Al momento, le indagini sul luogo della caduta dell'aereo sono sotto il controllo della parte francese. Le indagini approfondite si concentreranno sull'identificazione delle salme. Oltre agli esperti sulla sicurezza dell'aviazione francesi che lavorano già sul posto, un altro gruppo di esperti francesi di medicina legale si sono recati nel Burkina-Faso per ottenere i campioni di DNA dei famigliari delle vittime, affinché possano essere d'aiuto nell'identificazione delle salme. Inoltre, la parte tedesca ha già inviato un gruppo di esperti di medicina legale per partecipare ai lavori di identificazione. Il 26 luglio, il presidente francese, François Hollande, ha affermato che la parte francese trasporterà tutte le salme delle vittime in Francia.

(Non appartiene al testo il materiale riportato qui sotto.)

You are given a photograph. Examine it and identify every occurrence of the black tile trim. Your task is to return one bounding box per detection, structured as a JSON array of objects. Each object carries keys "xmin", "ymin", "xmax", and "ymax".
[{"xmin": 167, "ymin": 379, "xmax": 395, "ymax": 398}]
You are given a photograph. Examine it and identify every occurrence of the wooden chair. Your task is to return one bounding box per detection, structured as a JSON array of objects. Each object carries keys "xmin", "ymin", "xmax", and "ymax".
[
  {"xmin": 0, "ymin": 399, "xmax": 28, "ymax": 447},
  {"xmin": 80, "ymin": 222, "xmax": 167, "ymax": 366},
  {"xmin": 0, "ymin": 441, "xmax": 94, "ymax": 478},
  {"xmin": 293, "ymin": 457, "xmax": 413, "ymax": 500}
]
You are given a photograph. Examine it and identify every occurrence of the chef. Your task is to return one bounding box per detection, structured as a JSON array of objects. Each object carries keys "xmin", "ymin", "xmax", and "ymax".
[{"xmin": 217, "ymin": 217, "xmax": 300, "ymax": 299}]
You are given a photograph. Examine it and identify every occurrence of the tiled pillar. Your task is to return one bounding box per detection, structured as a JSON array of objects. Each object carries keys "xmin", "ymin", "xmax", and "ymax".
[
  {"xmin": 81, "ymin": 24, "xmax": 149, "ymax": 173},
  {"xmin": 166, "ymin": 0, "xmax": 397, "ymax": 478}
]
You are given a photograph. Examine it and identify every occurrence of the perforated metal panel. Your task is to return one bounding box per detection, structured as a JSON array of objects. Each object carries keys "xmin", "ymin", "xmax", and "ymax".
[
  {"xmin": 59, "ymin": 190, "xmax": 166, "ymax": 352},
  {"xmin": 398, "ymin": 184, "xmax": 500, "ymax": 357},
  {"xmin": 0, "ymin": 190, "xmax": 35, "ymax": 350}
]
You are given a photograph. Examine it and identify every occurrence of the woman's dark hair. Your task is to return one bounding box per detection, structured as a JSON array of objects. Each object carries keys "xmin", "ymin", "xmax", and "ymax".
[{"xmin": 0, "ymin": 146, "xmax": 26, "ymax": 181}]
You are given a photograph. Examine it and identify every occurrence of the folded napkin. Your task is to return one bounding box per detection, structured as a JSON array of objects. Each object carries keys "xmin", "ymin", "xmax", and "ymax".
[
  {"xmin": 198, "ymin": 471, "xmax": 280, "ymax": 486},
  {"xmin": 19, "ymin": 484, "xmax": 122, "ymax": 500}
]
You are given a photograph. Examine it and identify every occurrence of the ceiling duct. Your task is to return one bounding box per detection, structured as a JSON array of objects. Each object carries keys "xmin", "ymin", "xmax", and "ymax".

Secondo la prassi internazionale, se un aereo internazionale precipita in un paese terzo, il soccorso e le indagini devono essere svolte congiuntamente da tutte le parti interessate. Tuttavia, giunti alla fase delle indagini, è evidente come la parte francese abbia preso le redini del processo investigativo, e nonostante non si conformi alla prassi, ha comunque una motivazione. Innanzitutto, tra le 118 vittime di passeggeri ed equipaggio, quelle francesi ammontano a 54 persone, pertanto la Francia ha dimostrato grande attenzione sin da principio. Tuttavia, a causa di una situazione sensibile nell'area settentrionale di Mali, in cui le attività violente tra le forze armate separatiste e del Gruppo salafita per la predicazione e il combattimento sono abbastanza frequenti, le truppe francesi subiscono grandi pressioni di attacchi terroristici sul luogo dell'incidente. Il presidente francese Hollande ha ribadito in diverse occasioni che non si può escludere alcuna ipotesi, compresa quella di attacco terroristico. In questa situazione, le indagini sull'incidente devono svolgersi secondo i più alti canoni di sicurezza persino quelli utilizzati per affrontare casi di anti-terrorismo, per cui l'alta attenzione con cui la Francia sin dall'inizio tratta l'incidente sarebbe ragionevole. Inoltre, il Burkina Faso e Mali hanno dei limiti sul sostegno tecnologico, di apparecchiature e di personale; la potenza del controllo concreto del governo di Mali nell'area settentrionale del paese è limitata, pertanto la guida dei lavori di ricerca e soccorso da parte della Francia è una scelta naturale.

Per quanto riguarda la carenza di trasparenze nelle indagini, la parte algerina ha messo in dubbio il processo di indagini compiuto dalla parte francese. L'Algeria ritiene infatti che il trasporto immediato delle scatole nere in Francia abbia creato una rottura nel quadro di ricerca, soccorso e indagine congiunta, trasformando una cooperazione multilaterale in azione unilaterale francese. Inoltre, la decisione della parte francese del trasporto tutte le salme in Francia ha provocato il malcontento della parte algerina. Secondo la consuetudine religiosa algerina, i morti devono essere seppelliti al più presto possibile nel luogo di nascita. Il 27 luglio, il Ministero degli Affari Esteri francese ha pubblicato una dichiarazione, in cui ha affermato che il ministro degli Esteri algerino, Ramtane Lamamra, ha già contattato il suo omologo francese, Laurent Fabius, auspicandosi che la parte francese possa chiarificare le precedenti parole di Hollande. Il giorno precedente, il premier algerino, Abdelmalek Sellal ha affermato che quest'indagine in merito alla caduta dell'aereo sarà effettuata congiuntamente da Algeria, Mali, Burkina Faso, Francia, Usa e Spagna.